The results of initial laboratory investigations are being presented by Carnegie Mellon graduate student Deboshri Banerjee on Wednesday, Sept. 10, in New York City at the 226th annual meeting of the American Chemical Society (paper 158, "Deactivation of bacterial spores using TAML®-peroxide technology towards developing an efficient process for water disinfection," Industrial & Engineering Chemistry Division). The National Science Foundation funded this research.
"In our laboratory tests, Fe-TAMLs are highly promising in cleaning up an anthrax simulant, Bacillus atrophaeus," said Terry Collins, the Thomas Lord Professor of Chemistry at Carnegie Mellon and the chief researcher on the Fe-TAML project. "These results indicate the enormous potential of Fe-TAMLs to kill the lethal strain of anthrax and to eradicate other water-borne infectious microbes that account for significant death and disability worldwide."
A common simulant for anthrax testing, Bacillus atrophaeus is a species of spore closely related to Bacillus anthracis, the spore that causes debilitating, often fatal anthrax. According to the Center for Disease Control (CDC), anthrax is an agent with recognized bioterrorism potential. The CDC classifies it as a Category A agent, meaning that it poses the greatest possible threat to public health, that it may spread across a large area quickly and that its prevention requires a great deal of planning.
Fe-TAMLs (TAML stands for tetra-amido macrocyclic ligand), synthetic catalysts made with elements found in nature, are thought to burn through the outer protein coats of the anthrax simulant spores to kill them, according to Collins. In their laboratory tests, the Collins team effectively killed 99.999 percent of cultured spores of the anthrax simulant. An even greater percent kill should be achieved, noted Collins, when the Fe-TAML technology is optimized further or combined with other technologies under development. These results are extremely encouraging, according to Collins.

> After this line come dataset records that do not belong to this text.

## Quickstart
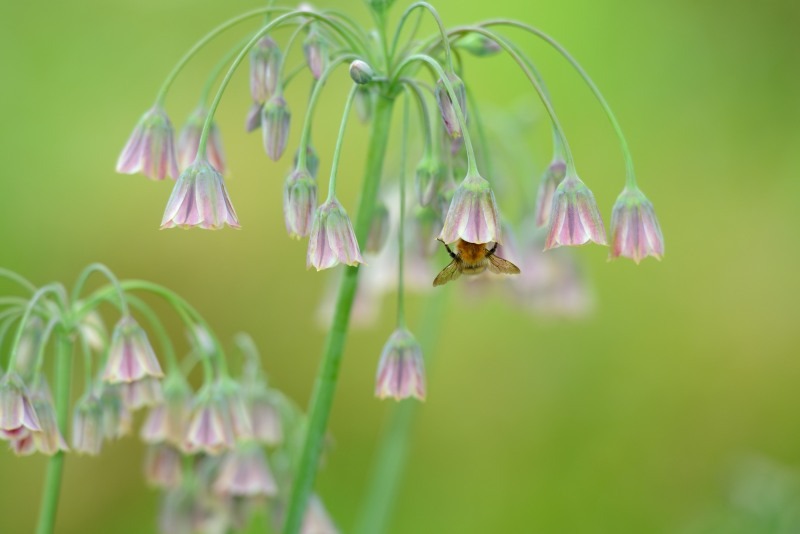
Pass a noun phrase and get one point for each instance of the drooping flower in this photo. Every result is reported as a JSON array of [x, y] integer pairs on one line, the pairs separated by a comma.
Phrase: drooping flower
[[275, 121], [473, 215], [553, 176], [200, 199], [150, 148], [189, 141], [401, 371], [244, 473], [635, 232], [130, 356], [162, 466], [332, 240], [17, 414], [299, 202], [87, 426], [575, 218], [265, 61], [446, 106]]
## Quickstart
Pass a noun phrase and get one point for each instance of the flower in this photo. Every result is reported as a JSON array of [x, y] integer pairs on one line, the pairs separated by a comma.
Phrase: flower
[[574, 217], [150, 149], [446, 107], [200, 199], [244, 473], [189, 140], [299, 202], [87, 426], [265, 61], [635, 232], [130, 356], [547, 187], [473, 214], [275, 121], [401, 371], [17, 414], [332, 240], [315, 49]]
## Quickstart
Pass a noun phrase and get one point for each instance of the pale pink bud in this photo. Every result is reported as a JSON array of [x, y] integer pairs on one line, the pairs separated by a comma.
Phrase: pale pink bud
[[130, 356], [275, 121], [163, 466], [299, 203], [401, 371], [446, 106], [575, 218], [265, 61], [150, 149], [17, 414], [473, 215], [244, 473], [553, 176], [315, 49], [189, 141], [87, 426], [140, 394], [635, 232], [200, 199], [332, 240]]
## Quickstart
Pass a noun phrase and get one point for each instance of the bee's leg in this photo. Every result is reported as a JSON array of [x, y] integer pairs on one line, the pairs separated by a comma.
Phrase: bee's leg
[[452, 254]]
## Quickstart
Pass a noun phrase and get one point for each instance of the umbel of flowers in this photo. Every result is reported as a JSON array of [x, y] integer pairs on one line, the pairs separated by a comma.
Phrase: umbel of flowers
[[458, 200], [218, 451]]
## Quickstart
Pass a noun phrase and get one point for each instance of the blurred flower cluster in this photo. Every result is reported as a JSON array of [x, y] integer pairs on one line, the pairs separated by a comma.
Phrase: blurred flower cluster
[[219, 450]]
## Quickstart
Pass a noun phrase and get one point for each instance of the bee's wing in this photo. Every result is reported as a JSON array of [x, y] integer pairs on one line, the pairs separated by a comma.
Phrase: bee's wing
[[451, 272], [498, 265]]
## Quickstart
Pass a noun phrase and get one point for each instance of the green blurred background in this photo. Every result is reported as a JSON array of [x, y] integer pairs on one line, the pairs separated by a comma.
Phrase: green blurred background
[[636, 419]]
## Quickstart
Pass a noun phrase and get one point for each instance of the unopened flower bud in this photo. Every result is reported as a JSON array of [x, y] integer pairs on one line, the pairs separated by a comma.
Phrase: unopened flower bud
[[199, 199], [446, 106], [332, 240], [189, 140], [150, 149], [265, 61], [635, 232], [299, 203], [575, 218], [87, 426], [361, 72], [316, 51], [553, 176], [473, 215], [275, 120], [363, 102], [379, 229], [130, 356], [478, 45], [401, 371]]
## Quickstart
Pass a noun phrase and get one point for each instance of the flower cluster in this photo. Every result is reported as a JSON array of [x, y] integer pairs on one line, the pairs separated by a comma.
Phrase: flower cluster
[[217, 452]]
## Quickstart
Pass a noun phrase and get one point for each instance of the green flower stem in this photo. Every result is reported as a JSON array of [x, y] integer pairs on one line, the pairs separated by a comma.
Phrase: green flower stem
[[100, 268], [472, 166], [55, 466], [448, 56], [162, 92], [325, 386], [629, 171], [337, 152], [21, 280], [312, 105], [392, 451]]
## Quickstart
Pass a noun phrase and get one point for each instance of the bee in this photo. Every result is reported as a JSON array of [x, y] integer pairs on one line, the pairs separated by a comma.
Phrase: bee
[[473, 258]]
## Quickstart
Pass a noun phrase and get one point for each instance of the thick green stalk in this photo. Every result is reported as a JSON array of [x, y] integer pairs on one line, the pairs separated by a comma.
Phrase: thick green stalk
[[325, 386], [392, 452], [55, 467]]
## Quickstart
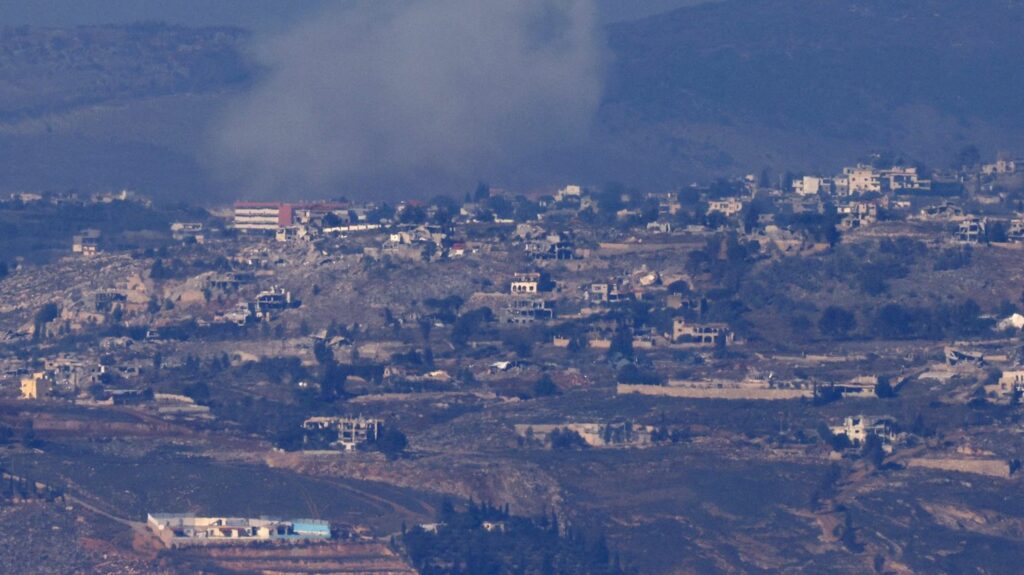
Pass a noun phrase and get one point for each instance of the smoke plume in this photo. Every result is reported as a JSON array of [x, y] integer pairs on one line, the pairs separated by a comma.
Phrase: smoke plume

The Fe-TAML-hydrogen peroxide technology should be optimal to use in the field because the components are straightforward to manufacture, are only required in small concentrations and are environmentally friendly. The two developed oxidation-based technologies currently in use clean surface-borne but not water-borne anthrax. The Fe-TAML technology, which currently targets water-borne anthrax, could be used in solution to remove anthrax spores from water supplies. In the future, this technology could possibly be used to clean surfaces contaminated with anthrax.
Potential military uses of Fe-TAML activators and hydrogen peroxide could extend beyond killing deadly biological agents, according to Collins, whose team has found that these catalysts also appear to be effective against some chemical warfare agents.
Fe-TAMLs have far-reaching promise beyond their military use, according to Collins. He expects that TAML technology could be employed broadly to eliminate deadly waterborne scourges such as thosed casued by Cryptosporidia or Giardia, which pose a constant threat to populations worldwide.
"Our single biggest goal," Collins explains, "is to develop a system of catalysts that can eliminate a wide range of pathogens in water to have cleaner drinking water worldwide."
Fe-TAML activators originated at Carnegie Mellon's Institute for Green Oxidation Chemistry under the leadership of Collins, who is a strong proponent of green chemistry to create environmentally friendly, sustainable technologies. Fe-TAML activators show enormous potential to provide clean, safe alternatives to existing industrial practices. They also provide ways to remediate other pressing problems that currently lack solutions.
As part of this September's American Chemical Society meeting symposium, "Green Chemistry: Multidisciplinary Science and Engineering Applied to Global Environmental Issues," the Collins group also will present results of Fe-TAML activators' effectiveness in cleaning wastewater from textile manufacturing, reducing fuel pollutants, treating pulp and paper processing byproducts, and detoxifying pesticides. At the symposium, the Collins group also will highlight how Fe-TAML activators can work with oxygen rather than hydrogen peroxide, thereby extending tremendously the range of potential applications of these catalysts.